Although Snooker share a lot of terminologies with the other 2, the difference is the game is a bit more complex, and is played on a much larger table: a massive 12 footer with 6 pockets.

This games has 22 balls with no numbers; 15 red (or pink) ones and one each of blue, pink, green, black, yellow, and brown.

The idea is to hit the colored balls in, with each being worth a different number of points (the red balls being the least valuable, and the black ball being the most valuable).

The balls need to be hit in a sort of alternating order; depending on which ball was hit last, different balls are “on” or “off”. If a red ball is hit in, one of the other colored balls needs to be hit next. And the reverse applies as well.

If you hit an “off” ball, it counts as a foul, and your turn ends. The person with the most points at the end wins a “frame”, and games can be many frames long.

What is Pool?

Even more complex is pool, mostly because pool is a much more versatile game. While there are a few variants of billiards and snooker, pool has at least three commonly played variants I know of, though one is certainly much more popular than the rest: 8 ball pool.

Pool can be played on tables of various sizes: 7, 8, or 10 foot tables are all valid depending on the setting. This would also mean that the required room space for pool table will be different. 7 footers are most common in bars, while 8 footers are the home or recreational model, and 10 footers are tournament legal tables. All of these tables have 6 pockets.

8 ball pool is played with 15 balls (16 if you count the cue ball) and makes use of all 6 pockets. All of the balls are numbers, and are further delineated into solid colors and striped balls. One player will be attempting to knock all of the colored balls in first, while the other will be aiming to knock all the stripes in. In the rules of the pool game Both players attempt to avoid the 8 ball until all of their other legal balls have been knocked into pockets; pocketing the 8 ball is an instant loss unless it is your last valid ball.

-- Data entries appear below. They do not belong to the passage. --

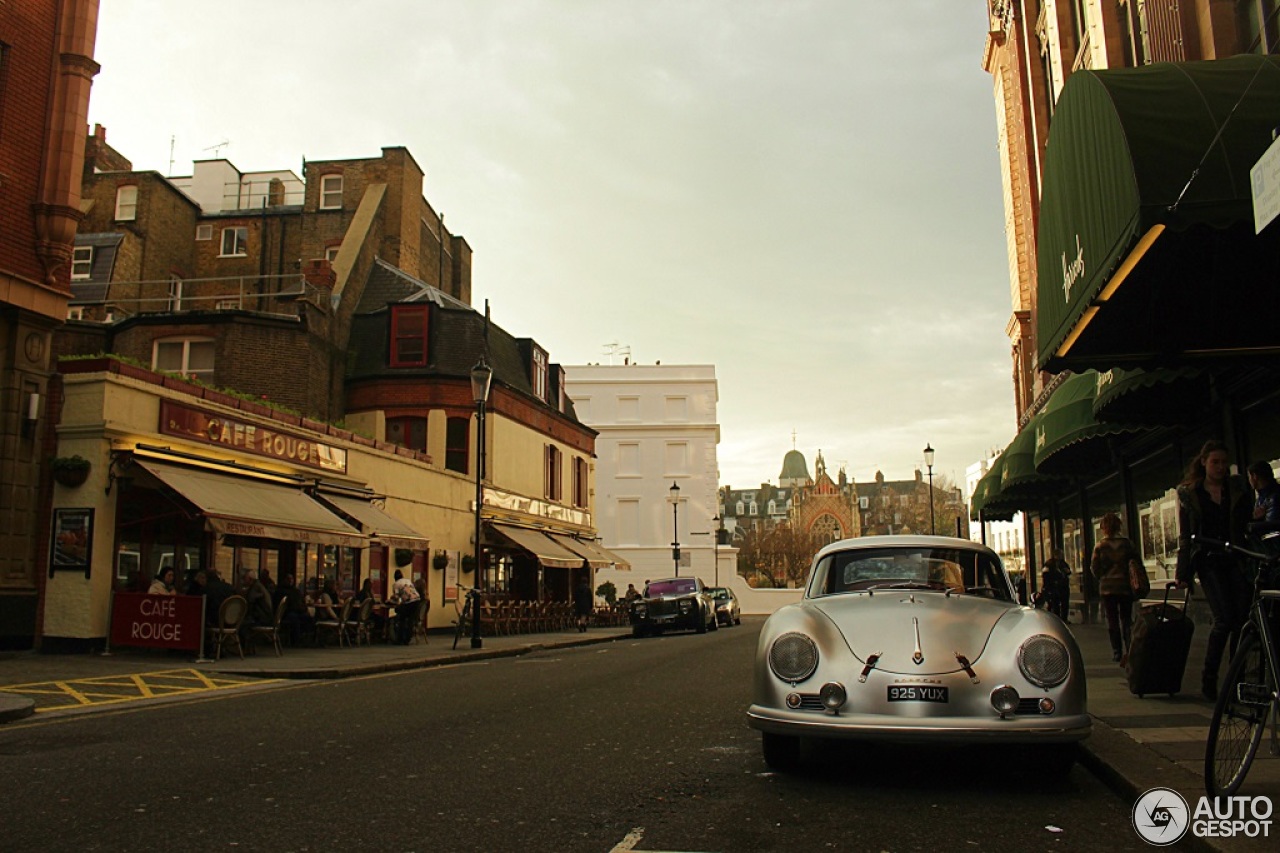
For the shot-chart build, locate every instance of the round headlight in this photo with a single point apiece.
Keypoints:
(832, 696)
(792, 657)
(1045, 660)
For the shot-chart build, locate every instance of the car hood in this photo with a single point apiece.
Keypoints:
(915, 633)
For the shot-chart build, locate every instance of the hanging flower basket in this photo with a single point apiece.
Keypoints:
(71, 470)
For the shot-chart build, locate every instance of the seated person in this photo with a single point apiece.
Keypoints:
(405, 597)
(296, 619)
(216, 591)
(327, 602)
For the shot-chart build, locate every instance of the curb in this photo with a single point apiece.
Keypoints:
(417, 664)
(14, 707)
(1130, 769)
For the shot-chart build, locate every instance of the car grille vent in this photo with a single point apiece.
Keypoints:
(810, 702)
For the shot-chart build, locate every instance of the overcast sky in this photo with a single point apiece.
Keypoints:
(804, 194)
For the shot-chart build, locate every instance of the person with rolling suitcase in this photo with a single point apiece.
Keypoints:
(1161, 643)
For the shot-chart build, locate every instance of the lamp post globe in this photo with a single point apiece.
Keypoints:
(928, 464)
(481, 377)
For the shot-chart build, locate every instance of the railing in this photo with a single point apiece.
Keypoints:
(223, 293)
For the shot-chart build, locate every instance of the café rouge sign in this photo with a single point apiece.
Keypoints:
(206, 428)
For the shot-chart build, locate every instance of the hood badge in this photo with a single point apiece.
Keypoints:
(968, 667)
(871, 665)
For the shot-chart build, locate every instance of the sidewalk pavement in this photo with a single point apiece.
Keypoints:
(1137, 743)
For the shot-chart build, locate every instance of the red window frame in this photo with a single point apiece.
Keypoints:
(552, 473)
(457, 445)
(410, 324)
(579, 482)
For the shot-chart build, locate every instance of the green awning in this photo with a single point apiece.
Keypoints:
(986, 495)
(1152, 397)
(1069, 439)
(1146, 250)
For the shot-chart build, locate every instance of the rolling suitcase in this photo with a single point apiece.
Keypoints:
(1159, 647)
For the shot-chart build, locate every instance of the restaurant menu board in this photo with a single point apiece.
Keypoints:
(72, 541)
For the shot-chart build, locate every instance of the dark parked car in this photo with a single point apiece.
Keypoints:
(676, 603)
(728, 612)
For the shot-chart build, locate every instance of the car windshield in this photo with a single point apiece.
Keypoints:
(912, 568)
(677, 587)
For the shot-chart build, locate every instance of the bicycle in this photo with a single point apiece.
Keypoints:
(467, 607)
(1248, 697)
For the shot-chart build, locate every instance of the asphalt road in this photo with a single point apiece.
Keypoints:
(636, 744)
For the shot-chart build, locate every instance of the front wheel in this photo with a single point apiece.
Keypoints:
(1239, 719)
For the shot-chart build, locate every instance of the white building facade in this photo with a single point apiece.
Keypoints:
(657, 428)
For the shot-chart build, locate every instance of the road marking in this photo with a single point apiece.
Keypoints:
(630, 840)
(114, 689)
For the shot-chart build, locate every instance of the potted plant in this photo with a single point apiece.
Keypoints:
(71, 470)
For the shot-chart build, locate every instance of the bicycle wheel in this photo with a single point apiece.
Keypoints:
(1239, 719)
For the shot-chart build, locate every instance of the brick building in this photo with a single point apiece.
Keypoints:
(270, 331)
(1127, 133)
(46, 67)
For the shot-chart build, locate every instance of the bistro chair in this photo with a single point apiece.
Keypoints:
(336, 625)
(231, 615)
(273, 630)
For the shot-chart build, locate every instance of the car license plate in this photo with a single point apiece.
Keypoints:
(917, 693)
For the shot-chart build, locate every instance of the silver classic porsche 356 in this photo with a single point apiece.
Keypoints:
(915, 639)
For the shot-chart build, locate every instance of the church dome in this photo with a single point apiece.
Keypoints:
(794, 469)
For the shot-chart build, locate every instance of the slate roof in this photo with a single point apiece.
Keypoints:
(94, 288)
(457, 334)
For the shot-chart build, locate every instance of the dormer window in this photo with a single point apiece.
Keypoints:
(127, 203)
(408, 336)
(538, 374)
(330, 192)
(82, 263)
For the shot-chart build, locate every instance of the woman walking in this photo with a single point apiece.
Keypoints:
(1110, 570)
(1214, 506)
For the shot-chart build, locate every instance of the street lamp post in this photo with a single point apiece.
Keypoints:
(481, 375)
(928, 464)
(720, 525)
(675, 525)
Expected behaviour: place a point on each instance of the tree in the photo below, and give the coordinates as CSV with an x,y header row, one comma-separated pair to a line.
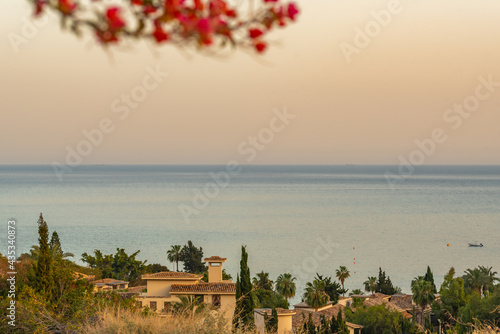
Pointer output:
x,y
118,266
199,23
315,295
334,325
193,259
174,255
356,292
429,277
332,288
342,274
488,277
341,325
475,279
44,281
308,327
243,313
262,281
384,284
55,244
380,320
285,285
271,323
423,294
452,296
370,284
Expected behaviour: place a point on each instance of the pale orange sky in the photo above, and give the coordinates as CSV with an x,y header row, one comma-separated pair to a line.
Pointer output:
x,y
369,111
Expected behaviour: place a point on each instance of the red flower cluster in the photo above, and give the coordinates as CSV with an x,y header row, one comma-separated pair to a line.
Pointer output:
x,y
179,21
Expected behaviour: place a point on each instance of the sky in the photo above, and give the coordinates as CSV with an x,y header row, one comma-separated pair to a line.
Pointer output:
x,y
345,84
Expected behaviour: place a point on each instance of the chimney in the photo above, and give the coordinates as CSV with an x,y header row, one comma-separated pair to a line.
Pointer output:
x,y
215,268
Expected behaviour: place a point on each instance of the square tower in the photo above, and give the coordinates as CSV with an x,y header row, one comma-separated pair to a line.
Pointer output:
x,y
215,268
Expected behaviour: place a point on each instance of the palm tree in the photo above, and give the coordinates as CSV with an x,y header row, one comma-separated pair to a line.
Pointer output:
x,y
315,295
370,284
489,278
174,254
342,273
285,285
423,294
188,305
356,292
475,279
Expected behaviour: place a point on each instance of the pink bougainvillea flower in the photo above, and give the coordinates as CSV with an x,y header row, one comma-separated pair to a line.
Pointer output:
x,y
39,7
260,47
160,35
149,9
255,33
115,21
293,11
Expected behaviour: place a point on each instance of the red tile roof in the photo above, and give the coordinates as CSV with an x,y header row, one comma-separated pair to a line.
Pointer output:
x,y
301,316
172,275
204,288
279,310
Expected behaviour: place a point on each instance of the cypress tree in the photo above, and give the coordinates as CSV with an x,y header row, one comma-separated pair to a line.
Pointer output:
x,y
274,321
310,328
429,277
334,328
243,313
44,282
238,307
55,244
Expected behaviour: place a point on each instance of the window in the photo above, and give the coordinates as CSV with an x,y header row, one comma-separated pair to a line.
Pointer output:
x,y
216,300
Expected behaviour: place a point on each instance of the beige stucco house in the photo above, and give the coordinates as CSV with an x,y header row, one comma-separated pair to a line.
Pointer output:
x,y
166,288
284,319
302,312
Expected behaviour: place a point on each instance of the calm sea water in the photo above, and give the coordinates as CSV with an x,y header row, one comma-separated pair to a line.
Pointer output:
x,y
279,212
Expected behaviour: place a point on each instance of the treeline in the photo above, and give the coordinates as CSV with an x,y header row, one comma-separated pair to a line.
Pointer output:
x,y
50,297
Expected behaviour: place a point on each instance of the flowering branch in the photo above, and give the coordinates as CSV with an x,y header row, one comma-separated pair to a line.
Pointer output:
x,y
202,23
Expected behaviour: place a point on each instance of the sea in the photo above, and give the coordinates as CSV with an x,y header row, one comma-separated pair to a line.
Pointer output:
x,y
295,219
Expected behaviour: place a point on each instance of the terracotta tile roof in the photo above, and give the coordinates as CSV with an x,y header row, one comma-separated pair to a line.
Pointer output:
x,y
403,301
279,310
108,281
225,288
172,275
301,316
215,259
379,295
354,326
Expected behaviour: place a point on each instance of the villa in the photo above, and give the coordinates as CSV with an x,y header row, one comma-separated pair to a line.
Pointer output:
x,y
108,284
284,319
166,288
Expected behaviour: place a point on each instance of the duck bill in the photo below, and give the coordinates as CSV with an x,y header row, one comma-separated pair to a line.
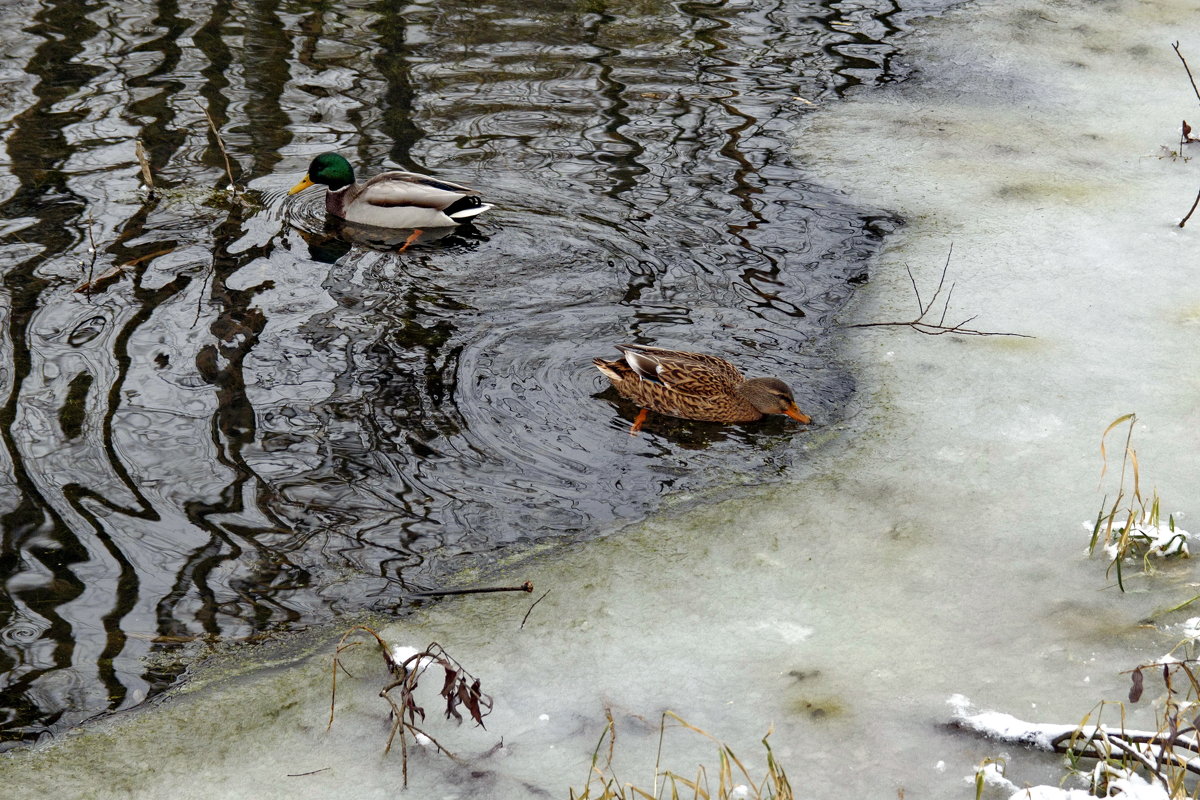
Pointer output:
x,y
797,414
301,186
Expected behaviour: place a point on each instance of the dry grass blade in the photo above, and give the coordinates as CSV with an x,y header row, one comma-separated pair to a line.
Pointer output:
x,y
731,779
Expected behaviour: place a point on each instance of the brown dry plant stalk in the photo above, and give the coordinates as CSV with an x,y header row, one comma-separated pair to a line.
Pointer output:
x,y
731,773
460,690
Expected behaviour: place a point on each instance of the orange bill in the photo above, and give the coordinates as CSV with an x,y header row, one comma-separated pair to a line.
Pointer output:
x,y
797,414
301,186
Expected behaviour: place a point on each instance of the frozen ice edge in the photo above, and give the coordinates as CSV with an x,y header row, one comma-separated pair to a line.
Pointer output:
x,y
928,553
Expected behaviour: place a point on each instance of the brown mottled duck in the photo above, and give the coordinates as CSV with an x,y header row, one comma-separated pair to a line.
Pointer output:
x,y
694,386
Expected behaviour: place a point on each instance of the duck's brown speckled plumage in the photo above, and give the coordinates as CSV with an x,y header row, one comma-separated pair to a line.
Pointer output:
x,y
695,386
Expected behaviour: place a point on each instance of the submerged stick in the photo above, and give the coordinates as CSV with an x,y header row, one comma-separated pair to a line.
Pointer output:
x,y
225,154
441,593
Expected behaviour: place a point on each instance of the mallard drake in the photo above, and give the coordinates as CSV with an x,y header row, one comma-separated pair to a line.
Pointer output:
x,y
694,386
393,199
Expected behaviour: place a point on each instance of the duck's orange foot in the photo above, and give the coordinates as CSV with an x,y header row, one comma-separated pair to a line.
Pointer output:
x,y
413,236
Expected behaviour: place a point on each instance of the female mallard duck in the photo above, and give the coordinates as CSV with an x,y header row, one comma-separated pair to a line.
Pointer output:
x,y
394,199
695,386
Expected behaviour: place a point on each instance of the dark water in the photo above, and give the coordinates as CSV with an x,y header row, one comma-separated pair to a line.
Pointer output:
x,y
258,423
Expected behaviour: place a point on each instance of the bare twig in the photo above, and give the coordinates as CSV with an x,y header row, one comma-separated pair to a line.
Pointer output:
x,y
940,328
526,618
1175,46
1191,211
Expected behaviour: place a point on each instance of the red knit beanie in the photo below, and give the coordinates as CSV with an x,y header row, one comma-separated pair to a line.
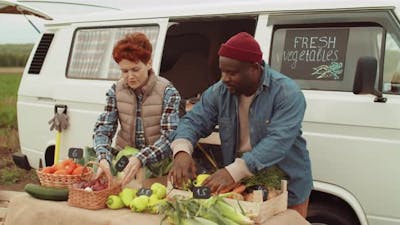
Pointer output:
x,y
242,47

It, like most pool variants, is a “called shot” game; you need to declare both which ball you are aiming at, AND which pocket you are dropping it into before you hit the cue. If either of those things are off (eg. correct ball, wrong pocket, or wrong ball, correct pocket) you foul. Similarly, you foul if you hit the cue ball into a hole (known as “scratching”, typically), or strike one of your opponent’s balls before striking one of your own.

Fouling is particularly bad here, as it gives your opponent the right to place the cue ball anywhere they choose (within certain guidelines; typically in the lower third of the table, without passing the first diamond).


Otherwise, you may continue shooting so long as you keep pocketing balls correctly, potentially allowing for a very one-sided game; it’s quite possible for a game of 8 ball to be won without the opponent ever getting a chance to play if the first player begins pocketing off the break. That is why you’ll need to improve your pool skills to avoid fouls. Also, using the right pool cue will help your performance. We’ve done a review of the best pool cues for the money.

Other than 8 ball, 9 ball and straight pool are fairly popular. Straight pool is mostly identical to 8 ball, but uses a point scoring system and has no designated sides; each player attempt to hit the balls in numbered order, using called shots, and each correctly called shot gets a point. The first to a predetermined number (usually 100 or 150, across several rounds) wins.

9 ball is, funnily enough, actually played with only 9 balls (plus the cue). Otherwise it is largely identical to straight pool, with the balls needing to be sunk in numbered order, with the 9 ball being the “money ball” which wins a round; though not necessarily a game.

All three are popular tournament sports, as opposed to carom billiards and snooker which have only few most widely recognized games.